5. Vegetables to increase blood: 

Vegetables play a crucial role in increasing blood production due to their high content of iron, vitamins, and minerals. Some vegetables that can help increase blood include spinach, kale, broccoli, beetroot, carrots, sweet potatoes, peas, Brussels sprouts, and bell peppers. These vegetables provide iron, folate, vitamin C, and other essential nutrients that support the production of red blood cells.


In conclusion, incorporating certain fruits into your diet can be a beneficial way to support and increase blood production in the body. Fruits like pomegranates, beets, citrus fruits, berries, apples, cherries, and many others are rich in nutrients such as iron, vitamin C, antioxidants, and folate, which play a crucial role in blood health. These fruits can help improve red blood cell production, enhance iron absorption, promote healthy blood vessels, and support overall blood circulation.

By enjoying a variety of fruits, you not only add delicious flavors to your meals but also provide your body with essential vitamins and minerals that contribute to a well-functioning circulatory system. Remember to combine these fruits with a balanced diet that includes other iron-rich foods, lean proteins, and vegetables to optimize your blood health.

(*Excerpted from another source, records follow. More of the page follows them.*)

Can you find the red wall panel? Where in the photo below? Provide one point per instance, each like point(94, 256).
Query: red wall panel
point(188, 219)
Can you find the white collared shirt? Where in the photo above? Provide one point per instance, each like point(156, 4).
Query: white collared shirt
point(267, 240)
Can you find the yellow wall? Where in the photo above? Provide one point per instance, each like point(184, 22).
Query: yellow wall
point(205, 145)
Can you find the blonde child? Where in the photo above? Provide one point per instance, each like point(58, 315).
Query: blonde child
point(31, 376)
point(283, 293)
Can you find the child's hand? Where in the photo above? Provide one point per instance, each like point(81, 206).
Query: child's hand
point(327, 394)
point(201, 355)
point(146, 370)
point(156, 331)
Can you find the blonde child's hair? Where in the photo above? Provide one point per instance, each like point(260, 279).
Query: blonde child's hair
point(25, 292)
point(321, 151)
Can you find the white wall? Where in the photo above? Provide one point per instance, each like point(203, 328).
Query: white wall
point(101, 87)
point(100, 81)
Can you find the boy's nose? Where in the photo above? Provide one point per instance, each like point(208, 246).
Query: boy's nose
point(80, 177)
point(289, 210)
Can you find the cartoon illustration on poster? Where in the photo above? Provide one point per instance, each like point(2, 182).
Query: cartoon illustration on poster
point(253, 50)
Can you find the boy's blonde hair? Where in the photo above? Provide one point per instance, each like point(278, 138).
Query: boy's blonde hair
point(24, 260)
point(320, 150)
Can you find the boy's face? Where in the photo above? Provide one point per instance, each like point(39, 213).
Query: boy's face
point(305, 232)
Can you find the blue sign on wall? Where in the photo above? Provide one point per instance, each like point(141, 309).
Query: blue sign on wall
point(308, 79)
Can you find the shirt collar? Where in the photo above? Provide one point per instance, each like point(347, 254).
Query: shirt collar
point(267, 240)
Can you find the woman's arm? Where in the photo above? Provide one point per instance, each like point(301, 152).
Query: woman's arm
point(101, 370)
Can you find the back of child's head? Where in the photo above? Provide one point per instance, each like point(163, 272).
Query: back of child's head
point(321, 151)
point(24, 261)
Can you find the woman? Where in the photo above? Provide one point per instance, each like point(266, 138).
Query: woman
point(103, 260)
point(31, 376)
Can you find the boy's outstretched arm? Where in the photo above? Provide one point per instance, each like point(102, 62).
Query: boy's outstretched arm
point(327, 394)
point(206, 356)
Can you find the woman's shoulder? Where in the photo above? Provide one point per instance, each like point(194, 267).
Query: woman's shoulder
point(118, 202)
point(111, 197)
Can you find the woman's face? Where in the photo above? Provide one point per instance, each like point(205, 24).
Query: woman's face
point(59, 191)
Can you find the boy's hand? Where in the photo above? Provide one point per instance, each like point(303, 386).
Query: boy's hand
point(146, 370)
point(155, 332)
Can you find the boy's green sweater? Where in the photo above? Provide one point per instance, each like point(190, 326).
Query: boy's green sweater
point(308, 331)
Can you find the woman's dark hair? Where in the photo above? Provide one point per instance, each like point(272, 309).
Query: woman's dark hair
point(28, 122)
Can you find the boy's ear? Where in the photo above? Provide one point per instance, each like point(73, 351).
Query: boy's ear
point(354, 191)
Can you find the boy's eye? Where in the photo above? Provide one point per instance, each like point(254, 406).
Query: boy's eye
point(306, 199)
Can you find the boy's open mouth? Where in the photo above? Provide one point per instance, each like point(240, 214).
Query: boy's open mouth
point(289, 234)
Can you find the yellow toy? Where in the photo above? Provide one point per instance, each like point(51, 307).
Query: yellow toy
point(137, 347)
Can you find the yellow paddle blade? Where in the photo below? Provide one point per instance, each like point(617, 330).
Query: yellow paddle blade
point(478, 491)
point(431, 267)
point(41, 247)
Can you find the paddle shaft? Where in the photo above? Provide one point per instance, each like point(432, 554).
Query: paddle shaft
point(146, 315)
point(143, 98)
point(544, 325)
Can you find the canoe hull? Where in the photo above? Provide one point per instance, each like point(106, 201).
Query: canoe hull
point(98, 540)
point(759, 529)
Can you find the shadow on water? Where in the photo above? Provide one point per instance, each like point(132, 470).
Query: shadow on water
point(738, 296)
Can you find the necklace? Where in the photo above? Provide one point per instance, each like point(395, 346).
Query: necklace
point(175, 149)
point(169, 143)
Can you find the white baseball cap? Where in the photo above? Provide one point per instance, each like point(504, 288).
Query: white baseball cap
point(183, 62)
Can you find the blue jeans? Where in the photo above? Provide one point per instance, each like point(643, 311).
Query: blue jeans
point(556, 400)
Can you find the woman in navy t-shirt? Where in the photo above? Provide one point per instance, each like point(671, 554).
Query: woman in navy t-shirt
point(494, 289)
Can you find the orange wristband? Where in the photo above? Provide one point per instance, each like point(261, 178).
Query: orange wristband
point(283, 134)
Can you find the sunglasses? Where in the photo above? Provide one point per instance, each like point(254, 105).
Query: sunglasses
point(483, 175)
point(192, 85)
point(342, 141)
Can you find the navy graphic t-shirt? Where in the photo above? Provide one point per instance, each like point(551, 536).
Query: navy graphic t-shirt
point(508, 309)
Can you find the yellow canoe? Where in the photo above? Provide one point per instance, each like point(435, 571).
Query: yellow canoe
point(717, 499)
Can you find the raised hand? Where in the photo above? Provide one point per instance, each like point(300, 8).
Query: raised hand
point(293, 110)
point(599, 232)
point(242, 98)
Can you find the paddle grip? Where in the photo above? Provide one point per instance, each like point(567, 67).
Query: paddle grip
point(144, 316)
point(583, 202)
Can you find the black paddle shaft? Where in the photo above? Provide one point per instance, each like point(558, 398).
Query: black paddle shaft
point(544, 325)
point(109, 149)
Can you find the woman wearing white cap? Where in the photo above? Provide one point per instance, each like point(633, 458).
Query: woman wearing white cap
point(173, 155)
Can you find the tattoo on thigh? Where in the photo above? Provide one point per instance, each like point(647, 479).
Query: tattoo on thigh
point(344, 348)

The information provided in this article is for educational and informational purposes only and should not be considered medical advice. The content is not intended to be a substitute for professional medical advice, diagnosis, or treatment. Always seek the advice of your physician or other qualified health provider with any questions you may have regarding a medical condition.

While efforts have been made to ensure the accuracy and reliability of the information presented, we make no representations or warranties of any kind, express or implied, about the completeness, accuracy, reliability, suitability, or availability of the information contained in this article. Any reliance you place on such information is therefore strictly at your own risk.